I've been working on a bass guitar project, where I made the body out of swamp ash. To highlight the grain, I rubbed silver powder into the open grain of the black dyed body, shellacked it, then rubbed it down to a weathered finish. The guy I'm building this for at that point said he wanted it "shiny," and someone suggested spar varnish. I put maybe 5 coats on over a month, sanding in between coats. After the last coat, I waited a week, rubbed the guitar down with paraffin oil & rotten stone using my palm, so I'm now back to about the same satin finish as before. 

I've wiped all of the oil and rotten stone off with naphtha, and am not sure where to go from here. Should I continue with rotten stone until it is high gloss, or would someone recommend what to move to next (I was considering an automotive glaze or wax, but have put a ton of time into this project, would hate to mess up now!)

All ideas and suggestions appreciated (short of going with a store bought instrument!)


----------



## epicfail48 (Mar 27, 2014)

Ive never had luck rubbing out a varnish finish. It seems like most of them are too soft and just don't polish well. Ive always found that however shiny the finish is off the brush is the maximum shininess. 

Automotive polishing compound could work to polish what you have, but personally I'd rather put a coat or two of lawyer over what you have and then rub that out to a high gloss


----------



## hockeyPop29 (Jun 4, 2015)

@epicfail48: Thanks for the advice! Will lacquer adhere to spar varnish? I've used it over shellac, but that's the totality of my woodworking experience.


----------



## GROOVY (Apr 27, 2008)

I think varnish is more for boats and such and looks great from 5' I finished my boat it took 15 coats and the final coat was it .... With all that media you have been polishing with you may consider shellac then lacquer.


----------



## Steve Neul (Sep 2, 2011)

First of all you should never have used a spar varnish for that project. A spar varnish is made softer to endure being it the sun all day, day after day. From where you are I would clean the guitar off with a wax and grease remover, sand it and apply another coat, preferably spraying it. When completely dry wet sand the varnish with a 1500 grit or finer paper. From there buff the finish with a auto polisher with rubbing compound until you get a shine on it and then use the wax of your choice. 

For a wax and grease remover I prefer Dupont Prepsol Solvent.

You cannot put lacquer over a varnish. The solvents in lacquer will eat into varnish and wrinkle it up like you put paint stripper on it.


----------



## epicfail48 (Mar 27, 2014)

Steve Neul said:


> You cannot put lacquer over a varnish. The solvents in lacquer will eat into varnish and wrinkle it up like you put paint stripper on it.


Hmm, didnt know that. That said, a couple coats of shellac over top should buff out well enough to get you a high gloss though. 

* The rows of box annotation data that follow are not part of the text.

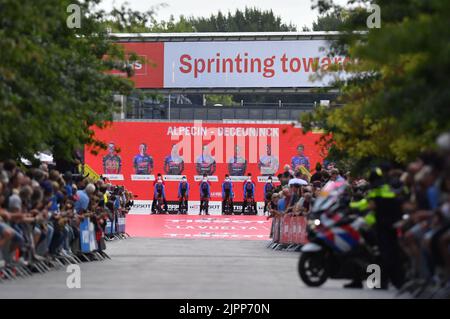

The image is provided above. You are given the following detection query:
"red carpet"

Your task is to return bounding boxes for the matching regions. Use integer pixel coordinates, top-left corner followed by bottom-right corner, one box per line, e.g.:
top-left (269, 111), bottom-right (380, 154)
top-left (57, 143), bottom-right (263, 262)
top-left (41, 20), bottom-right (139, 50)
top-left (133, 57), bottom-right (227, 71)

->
top-left (126, 215), bottom-right (271, 240)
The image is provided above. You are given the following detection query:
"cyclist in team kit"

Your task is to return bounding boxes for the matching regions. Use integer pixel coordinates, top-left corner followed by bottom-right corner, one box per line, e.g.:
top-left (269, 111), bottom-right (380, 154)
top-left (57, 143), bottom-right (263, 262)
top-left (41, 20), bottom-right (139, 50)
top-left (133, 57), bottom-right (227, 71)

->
top-left (222, 174), bottom-right (234, 215)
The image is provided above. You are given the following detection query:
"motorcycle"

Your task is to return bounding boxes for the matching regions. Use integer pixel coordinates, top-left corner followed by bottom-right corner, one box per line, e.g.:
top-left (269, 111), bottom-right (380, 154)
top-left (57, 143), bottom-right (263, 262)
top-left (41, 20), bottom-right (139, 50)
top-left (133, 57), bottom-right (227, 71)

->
top-left (298, 185), bottom-right (380, 287)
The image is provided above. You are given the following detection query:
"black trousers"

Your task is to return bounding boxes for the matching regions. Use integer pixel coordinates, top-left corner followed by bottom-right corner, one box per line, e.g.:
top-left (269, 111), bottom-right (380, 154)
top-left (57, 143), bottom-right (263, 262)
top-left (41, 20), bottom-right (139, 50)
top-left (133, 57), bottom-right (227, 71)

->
top-left (242, 197), bottom-right (258, 215)
top-left (200, 198), bottom-right (209, 215)
top-left (178, 197), bottom-right (189, 214)
top-left (222, 197), bottom-right (234, 215)
top-left (375, 225), bottom-right (404, 288)
top-left (152, 197), bottom-right (167, 213)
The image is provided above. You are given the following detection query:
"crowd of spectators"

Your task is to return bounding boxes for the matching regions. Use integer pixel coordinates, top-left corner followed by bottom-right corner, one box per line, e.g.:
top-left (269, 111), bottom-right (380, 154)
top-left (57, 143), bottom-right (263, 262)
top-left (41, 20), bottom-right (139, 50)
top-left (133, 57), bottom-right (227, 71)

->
top-left (0, 160), bottom-right (133, 273)
top-left (267, 133), bottom-right (450, 297)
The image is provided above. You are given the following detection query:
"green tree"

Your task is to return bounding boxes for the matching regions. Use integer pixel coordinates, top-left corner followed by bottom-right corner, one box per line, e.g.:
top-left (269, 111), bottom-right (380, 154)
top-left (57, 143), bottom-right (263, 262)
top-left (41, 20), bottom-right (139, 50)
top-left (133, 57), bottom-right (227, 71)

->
top-left (302, 0), bottom-right (450, 171)
top-left (0, 0), bottom-right (136, 159)
top-left (188, 8), bottom-right (296, 32)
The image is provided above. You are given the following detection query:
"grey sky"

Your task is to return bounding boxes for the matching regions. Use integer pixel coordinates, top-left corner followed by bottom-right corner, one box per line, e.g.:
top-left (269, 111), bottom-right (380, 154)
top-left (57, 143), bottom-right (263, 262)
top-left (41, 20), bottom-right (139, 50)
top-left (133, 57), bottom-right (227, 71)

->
top-left (96, 0), bottom-right (346, 31)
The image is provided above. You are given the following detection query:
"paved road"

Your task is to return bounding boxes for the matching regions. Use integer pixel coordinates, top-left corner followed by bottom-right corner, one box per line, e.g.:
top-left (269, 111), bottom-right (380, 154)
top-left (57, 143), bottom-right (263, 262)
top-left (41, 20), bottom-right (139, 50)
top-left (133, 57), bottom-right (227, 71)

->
top-left (0, 238), bottom-right (394, 299)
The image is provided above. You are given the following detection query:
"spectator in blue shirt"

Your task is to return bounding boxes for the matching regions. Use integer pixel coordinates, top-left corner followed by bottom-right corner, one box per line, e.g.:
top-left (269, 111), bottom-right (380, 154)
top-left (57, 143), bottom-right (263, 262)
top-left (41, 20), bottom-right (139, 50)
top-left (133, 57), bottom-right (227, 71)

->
top-left (291, 144), bottom-right (310, 171)
top-left (74, 183), bottom-right (95, 214)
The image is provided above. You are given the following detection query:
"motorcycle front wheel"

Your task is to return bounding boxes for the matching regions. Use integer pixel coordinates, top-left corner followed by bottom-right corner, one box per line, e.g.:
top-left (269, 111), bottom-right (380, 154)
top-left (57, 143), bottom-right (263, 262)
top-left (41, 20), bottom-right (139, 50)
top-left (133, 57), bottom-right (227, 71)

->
top-left (298, 251), bottom-right (328, 287)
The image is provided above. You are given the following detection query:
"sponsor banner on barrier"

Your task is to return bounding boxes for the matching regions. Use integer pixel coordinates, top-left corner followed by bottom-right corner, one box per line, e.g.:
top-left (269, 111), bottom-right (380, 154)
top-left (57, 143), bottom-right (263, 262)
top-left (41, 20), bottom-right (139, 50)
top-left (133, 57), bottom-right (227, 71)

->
top-left (105, 219), bottom-right (113, 235)
top-left (194, 175), bottom-right (219, 182)
top-left (102, 174), bottom-right (123, 181)
top-left (258, 176), bottom-right (280, 183)
top-left (129, 200), bottom-right (264, 215)
top-left (131, 174), bottom-right (155, 181)
top-left (163, 175), bottom-right (185, 182)
top-left (117, 217), bottom-right (126, 233)
top-left (127, 215), bottom-right (271, 240)
top-left (272, 215), bottom-right (308, 244)
top-left (85, 121), bottom-right (326, 201)
top-left (230, 176), bottom-right (248, 182)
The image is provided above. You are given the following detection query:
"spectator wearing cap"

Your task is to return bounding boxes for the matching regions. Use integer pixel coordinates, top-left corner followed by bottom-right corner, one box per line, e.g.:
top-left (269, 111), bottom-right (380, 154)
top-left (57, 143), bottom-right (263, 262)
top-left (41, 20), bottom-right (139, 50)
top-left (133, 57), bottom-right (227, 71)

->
top-left (74, 183), bottom-right (95, 214)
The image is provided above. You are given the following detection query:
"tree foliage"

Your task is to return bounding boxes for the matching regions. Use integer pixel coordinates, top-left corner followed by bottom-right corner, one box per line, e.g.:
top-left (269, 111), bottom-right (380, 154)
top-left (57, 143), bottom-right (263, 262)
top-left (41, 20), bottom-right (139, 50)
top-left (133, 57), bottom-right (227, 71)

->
top-left (104, 5), bottom-right (296, 32)
top-left (0, 0), bottom-right (134, 159)
top-left (302, 0), bottom-right (450, 172)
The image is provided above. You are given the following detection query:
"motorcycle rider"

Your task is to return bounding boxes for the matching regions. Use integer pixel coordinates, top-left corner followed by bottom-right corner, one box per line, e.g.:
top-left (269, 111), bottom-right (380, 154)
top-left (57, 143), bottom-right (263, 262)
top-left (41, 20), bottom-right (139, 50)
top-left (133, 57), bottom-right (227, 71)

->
top-left (178, 176), bottom-right (189, 214)
top-left (242, 173), bottom-right (258, 215)
top-left (199, 174), bottom-right (211, 215)
top-left (222, 174), bottom-right (234, 215)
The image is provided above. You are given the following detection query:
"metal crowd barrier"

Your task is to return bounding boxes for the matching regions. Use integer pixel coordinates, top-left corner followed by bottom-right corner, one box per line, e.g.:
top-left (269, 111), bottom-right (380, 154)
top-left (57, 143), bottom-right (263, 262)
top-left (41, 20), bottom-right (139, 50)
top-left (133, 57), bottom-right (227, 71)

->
top-left (268, 214), bottom-right (308, 251)
top-left (0, 216), bottom-right (130, 282)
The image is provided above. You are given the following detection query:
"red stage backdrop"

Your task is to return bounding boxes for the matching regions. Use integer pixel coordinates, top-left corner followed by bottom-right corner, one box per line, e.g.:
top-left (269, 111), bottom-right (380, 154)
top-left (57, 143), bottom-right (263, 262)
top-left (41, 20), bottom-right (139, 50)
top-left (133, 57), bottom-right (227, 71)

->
top-left (85, 121), bottom-right (323, 211)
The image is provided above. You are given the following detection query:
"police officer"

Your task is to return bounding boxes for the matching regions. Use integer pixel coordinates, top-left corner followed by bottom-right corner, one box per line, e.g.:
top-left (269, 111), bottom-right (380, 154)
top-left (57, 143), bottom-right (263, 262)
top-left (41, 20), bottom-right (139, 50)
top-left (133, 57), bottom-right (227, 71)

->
top-left (222, 174), bottom-right (234, 215)
top-left (367, 167), bottom-right (404, 289)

Personally though, I'd strip everything down to wood and start over. Like Steve said, a spar varnish isn't the best finish for a guitar. I'm fond of the classics, just French polishing shellac. Not the most durable thing in the world, but hard to beat looks wise


----------



## hockeyPop29 (Jun 4, 2015)

The past couple of days I've spent basically sanding down to the shellac (which I applied French polish-style over the dye & silver powder). It's back to a nice, soft luster like I originally envisioned. I'm just going to buff it out with carnauba wax from here, and hopefully the buyer will agree it's the right amount of shine for the look. If not, I'll put it up for sale and start from scratch with another degree from Learning the Hard Way U. I think the high gloss, from a distance, made it look more plastic-like anyway. 

I've built a few guitars, but never ventured to finishes other than shellac, oil, or lacquer. A guy I know who had finished his antique truck's wood bed had recommended Spar varnish. I wish I had signed up for this forum before I tried it!

Close up, the body photographs very brown, I guess there's something about the black pigment that the camera doesn't see. I'll throw up some pics of the whole thing here when I finish the build, hopefully soon, if anyone is curious. 

Thanks for the advice, guys, nothing better than the voice of experience!


----------